Data were analyzed using the Statistical Package for Social Sciences (SPSS) - PASW Statistics for Windows, Version 18.0 (SPSS Inc., Chicago, IL, USA). Normality of data was assessed using the Shapiro-Wilk test. Continuous co-variates were expressed as mean with standard deviation (SD) or median with interquartile range and compared between groups using the Student's t-test or Mann-Whitney U-test depending on their distribution. Discrete co-variates were expressed as frequencies and percentages and compared using Chi-square (χ2 ) or Fisher's exact test.
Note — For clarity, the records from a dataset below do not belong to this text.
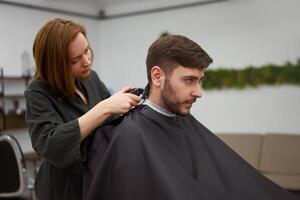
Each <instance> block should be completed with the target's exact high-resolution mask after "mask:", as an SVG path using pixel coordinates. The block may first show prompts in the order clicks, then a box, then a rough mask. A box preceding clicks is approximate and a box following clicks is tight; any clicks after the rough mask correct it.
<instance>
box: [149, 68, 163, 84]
mask: <svg viewBox="0 0 300 200" xmlns="http://www.w3.org/2000/svg"><path fill="white" fill-rule="evenodd" d="M164 77H165V74H164V71H163V70H162V69H161V68H160V67H159V66H153V67H152V69H151V79H152V83H153V85H155V86H157V87H160V86H161V84H162V81H163V80H164Z"/></svg>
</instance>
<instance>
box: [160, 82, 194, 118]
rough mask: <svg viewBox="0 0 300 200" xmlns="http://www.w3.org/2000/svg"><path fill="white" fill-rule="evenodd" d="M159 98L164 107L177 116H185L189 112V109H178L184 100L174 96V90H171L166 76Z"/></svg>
mask: <svg viewBox="0 0 300 200" xmlns="http://www.w3.org/2000/svg"><path fill="white" fill-rule="evenodd" d="M161 99H162V102H163V104H164V105H165V106H166V108H167V109H168V110H169V111H171V112H172V113H174V114H177V115H179V116H186V115H188V114H189V111H188V112H182V111H181V110H180V108H181V107H182V104H183V103H184V102H180V100H179V99H178V98H177V97H176V92H175V91H174V90H173V88H172V86H171V84H170V81H169V79H168V78H166V81H165V85H164V89H163V90H162V92H161Z"/></svg>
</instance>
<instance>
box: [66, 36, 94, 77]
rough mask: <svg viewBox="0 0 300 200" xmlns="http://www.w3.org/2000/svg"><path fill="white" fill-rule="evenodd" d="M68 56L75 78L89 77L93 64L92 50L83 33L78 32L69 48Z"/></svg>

Due to non-normal distributions of TNF-α, IL-6 and TGF-β, nonparametric test (Mann-Whitney U-test) was used to compare their levels at baseline between cases and controls and between genders. All statistical analysis was done at 95% confidence interval and P < 0.05 was considered significant.

   Results Top

The mean (±SD) age of the cases was 35.51 (±8.99) while that of the controls was 35.07 (±8.87) and were not significantly different (t = 0.239, P = 0.812). The gender distribution of the two groups (34 females and 21 males among the cases and 29 females and 13 males among controls) were also similar (χ2 = 0.736, df = 1, P = 0.391). The distribution of other baseline sociodemographics among cases is shown in [Table 1].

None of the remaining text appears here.